5. Identity Over Motivation

Motivation is fleeting. It often wavers under immense pressure and begins to fade when the novelty wears off. Identity, however, is enduring. It defines who you are and shapes how you consistently show up, no matter the circumstances.

Indiana didn’t chase emotional highs. Instead, they built a relentless, almost clinical identity rooted in preparation and mastery of the fundamentals.

As Cignetti noted, “Stay focused on the here and now, control the controllables, and be detailed in your preparation. That gives you the most confidence going in.” This philosophy emphasizes the importance of preparation and consistency over motivation.

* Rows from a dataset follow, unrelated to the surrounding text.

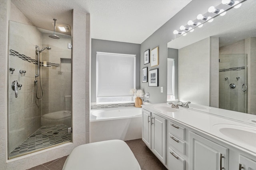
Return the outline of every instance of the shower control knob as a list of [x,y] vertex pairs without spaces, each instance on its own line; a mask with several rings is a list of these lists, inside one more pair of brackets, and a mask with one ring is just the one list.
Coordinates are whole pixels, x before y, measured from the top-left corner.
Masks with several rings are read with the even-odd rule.
[[229,88],[231,89],[235,88],[236,88],[236,85],[233,83],[232,83],[229,85]]
[[26,70],[20,70],[20,73],[23,76],[25,76],[25,73],[26,73]]

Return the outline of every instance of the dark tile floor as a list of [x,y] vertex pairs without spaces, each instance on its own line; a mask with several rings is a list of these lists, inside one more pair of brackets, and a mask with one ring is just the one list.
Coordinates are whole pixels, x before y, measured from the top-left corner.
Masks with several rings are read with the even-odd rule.
[[[167,169],[147,147],[141,139],[125,141],[131,149],[142,170],[167,170]],[[29,170],[61,170],[66,156],[29,169]]]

Championship teams perform at the level of their preparation, not the occasion. The same exact principle applies to the business world. Sustained performance isn’t about short bursts of intensity; it’s built on the winning systems and processes that you stick to every day. When excellence becomes the norm, the work starts to reinforce itself.

What Winning Really Represents

Indiana’s championship reminds us that winning is rarely a lightning strike of talent or luck. It’s the result of leaders who refuse to accept mediocrity, relentlessly raising and protecting winning standards until belief turns into reality.

The pursuit of excellence is a bold act of defiance against the status quo. While most people default to the comfort of the familiar, real progress demands leaders who embrace the friction of change and the vulnerability of taking risks.

Transformational leadership, combined with well-executed turnaround strategies, has the power to redefine what is possible for any organization. Curt Cignetti proved that.

The lesson for every leader, people manager, and coach is clear: a great culture is the foundation of success, not its byproduct. When built with intention and defended with discipline, culture becomes the driving force that propels a team to achieve the extraordinary.